La haine, c'est mal.

Pensez à une personne que vous détestez. Non sans blague, allez y prenez quelques secondes. Il est probable qu’à cette pensée vous ayez des sentiments haineux qui grandissent, et aussi une envie de diffamer cette personne. Ca fait énormément de bien de discuter avec ses amis et sa famille de telle ou telle personne qui est vraiment odieuse, qui nous a fait ceci, et même cela, et qui, vraiment, mériterait de souffrir une mort lente. À vrai dire, pourquoi ne pas faire le travail soi-même, une bonne vieille batte de baseball pourrait faire l’affaire après tout ?

Il est en fait assez logique - et prouvé aussi – que ce type de raisonnement ne fait de mal à personne d’autre qu’à la personne qui rumine. Quand on sait que s’entraîner à faire du piano chaque jour pendant une semaine augmente drastiquement la taille de la partie du cerveau qui gère la main (cf les 3 premières minutes de cette vidéo en anglais), imaginez la transformation physiologique, dans votre cerveau, qui s’opère passe lorsque vous ruminez sur une personne ou situation donnée ! Dans la même idée, il est prouvé que lors d’états émotionnels négatifs (tristesse, dépression, haine) le corps génère plus de cortisol qui est l’horrible hormone du stress et est très néfaste lorsque secrétée de façon chronique.

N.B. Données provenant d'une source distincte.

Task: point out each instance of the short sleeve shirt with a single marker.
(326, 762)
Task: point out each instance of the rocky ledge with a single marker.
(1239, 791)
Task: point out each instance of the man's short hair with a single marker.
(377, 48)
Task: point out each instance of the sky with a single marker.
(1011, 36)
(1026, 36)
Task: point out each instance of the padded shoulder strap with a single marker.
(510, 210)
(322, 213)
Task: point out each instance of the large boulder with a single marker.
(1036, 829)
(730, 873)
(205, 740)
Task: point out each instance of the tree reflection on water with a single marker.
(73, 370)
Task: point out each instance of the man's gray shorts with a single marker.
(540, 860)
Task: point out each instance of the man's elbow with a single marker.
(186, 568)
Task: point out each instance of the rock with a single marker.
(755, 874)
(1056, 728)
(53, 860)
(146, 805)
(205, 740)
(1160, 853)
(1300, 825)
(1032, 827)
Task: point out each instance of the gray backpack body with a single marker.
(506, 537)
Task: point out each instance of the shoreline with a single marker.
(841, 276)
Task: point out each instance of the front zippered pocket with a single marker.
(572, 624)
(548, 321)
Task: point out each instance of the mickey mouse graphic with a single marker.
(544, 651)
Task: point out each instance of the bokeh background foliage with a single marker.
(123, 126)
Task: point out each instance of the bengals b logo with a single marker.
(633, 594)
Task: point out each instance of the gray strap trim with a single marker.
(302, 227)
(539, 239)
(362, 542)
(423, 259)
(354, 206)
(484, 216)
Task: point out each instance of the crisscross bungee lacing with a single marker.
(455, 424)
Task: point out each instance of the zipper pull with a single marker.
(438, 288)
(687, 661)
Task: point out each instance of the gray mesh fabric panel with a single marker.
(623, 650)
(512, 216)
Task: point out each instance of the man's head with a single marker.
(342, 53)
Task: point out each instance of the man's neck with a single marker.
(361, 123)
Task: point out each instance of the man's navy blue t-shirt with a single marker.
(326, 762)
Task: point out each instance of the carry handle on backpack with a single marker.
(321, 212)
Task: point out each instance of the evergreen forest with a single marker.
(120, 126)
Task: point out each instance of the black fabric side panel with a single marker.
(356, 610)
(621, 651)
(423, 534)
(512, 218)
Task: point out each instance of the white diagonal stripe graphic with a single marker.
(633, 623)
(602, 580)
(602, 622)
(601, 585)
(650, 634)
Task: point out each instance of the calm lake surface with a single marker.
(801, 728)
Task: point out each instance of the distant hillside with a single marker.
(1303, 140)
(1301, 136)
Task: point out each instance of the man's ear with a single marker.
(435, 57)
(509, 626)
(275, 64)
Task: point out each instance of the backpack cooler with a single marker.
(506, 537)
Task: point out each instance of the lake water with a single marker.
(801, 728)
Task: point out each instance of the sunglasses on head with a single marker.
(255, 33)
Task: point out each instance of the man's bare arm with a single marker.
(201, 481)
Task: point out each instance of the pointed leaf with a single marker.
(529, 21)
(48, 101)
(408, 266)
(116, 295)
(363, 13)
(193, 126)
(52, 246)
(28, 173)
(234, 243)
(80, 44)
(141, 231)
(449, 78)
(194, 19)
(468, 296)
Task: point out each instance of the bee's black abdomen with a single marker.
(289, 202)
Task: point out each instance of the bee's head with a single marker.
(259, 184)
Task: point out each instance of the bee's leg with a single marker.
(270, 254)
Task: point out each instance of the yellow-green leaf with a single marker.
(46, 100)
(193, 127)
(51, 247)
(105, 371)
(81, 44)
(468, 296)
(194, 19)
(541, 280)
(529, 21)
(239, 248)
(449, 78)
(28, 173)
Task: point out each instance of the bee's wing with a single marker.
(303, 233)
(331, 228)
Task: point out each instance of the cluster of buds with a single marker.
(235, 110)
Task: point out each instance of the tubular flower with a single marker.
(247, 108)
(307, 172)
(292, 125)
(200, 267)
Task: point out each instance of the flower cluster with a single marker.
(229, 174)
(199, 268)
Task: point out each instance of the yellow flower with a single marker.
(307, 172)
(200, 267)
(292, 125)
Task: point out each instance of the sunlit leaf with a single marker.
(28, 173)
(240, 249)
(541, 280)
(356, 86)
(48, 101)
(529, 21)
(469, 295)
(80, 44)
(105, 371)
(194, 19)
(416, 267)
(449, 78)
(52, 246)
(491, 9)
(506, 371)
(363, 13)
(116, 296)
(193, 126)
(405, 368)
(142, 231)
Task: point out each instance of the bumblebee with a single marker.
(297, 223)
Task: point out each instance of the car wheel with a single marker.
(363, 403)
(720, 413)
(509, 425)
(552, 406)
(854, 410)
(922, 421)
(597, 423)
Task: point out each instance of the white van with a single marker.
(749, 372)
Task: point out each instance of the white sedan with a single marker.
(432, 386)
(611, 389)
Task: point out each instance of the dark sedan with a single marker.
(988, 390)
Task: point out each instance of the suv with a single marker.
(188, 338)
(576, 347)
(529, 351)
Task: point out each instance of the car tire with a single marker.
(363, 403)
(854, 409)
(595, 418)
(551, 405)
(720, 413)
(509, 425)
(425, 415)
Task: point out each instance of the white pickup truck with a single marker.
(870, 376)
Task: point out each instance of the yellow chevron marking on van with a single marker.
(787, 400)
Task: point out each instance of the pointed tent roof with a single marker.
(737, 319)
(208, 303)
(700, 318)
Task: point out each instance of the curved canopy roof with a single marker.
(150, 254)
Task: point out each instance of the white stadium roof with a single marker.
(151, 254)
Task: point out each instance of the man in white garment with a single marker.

Éprouver et partager des pensées haineuses est en fait nocif pour la personne, c’est une certitude et nous l’avons tous vécu.

Une méthode assez intéressante consiste à méditer sur ces pensées haineuses de la manière suivante :

1. faire venir à l’esprit la personne envers qui l’on éprouve de la haine. Exemple : je pense à Roger que je n’aime pas du tout. Son image vient à mon esprit.

2. Cela devrait assez facilement faire venir à l’esprit les mauvaises pensées et la rumination. Exemple : Roger, je le déteste. Je suis sûr qu’il est en train de manigancer un coup bas contre moi. J’aurais dû lui répondre sèchement l’autre fois. C’est vraiment un salaud. Ah si j’étais plus costaud, on n’aurait réglé ça au poing. Etc. A ce moment, il s’agit de prendre conscience que ce sont ces pensées en elles-mêmes qui sont néfastes, et pas forcément la personne. En fait la personne n’a rien fait de nouveau à ce moment, ces pensées surgissent de nulle part. Il ne se passe rien en réalité, au moment présent !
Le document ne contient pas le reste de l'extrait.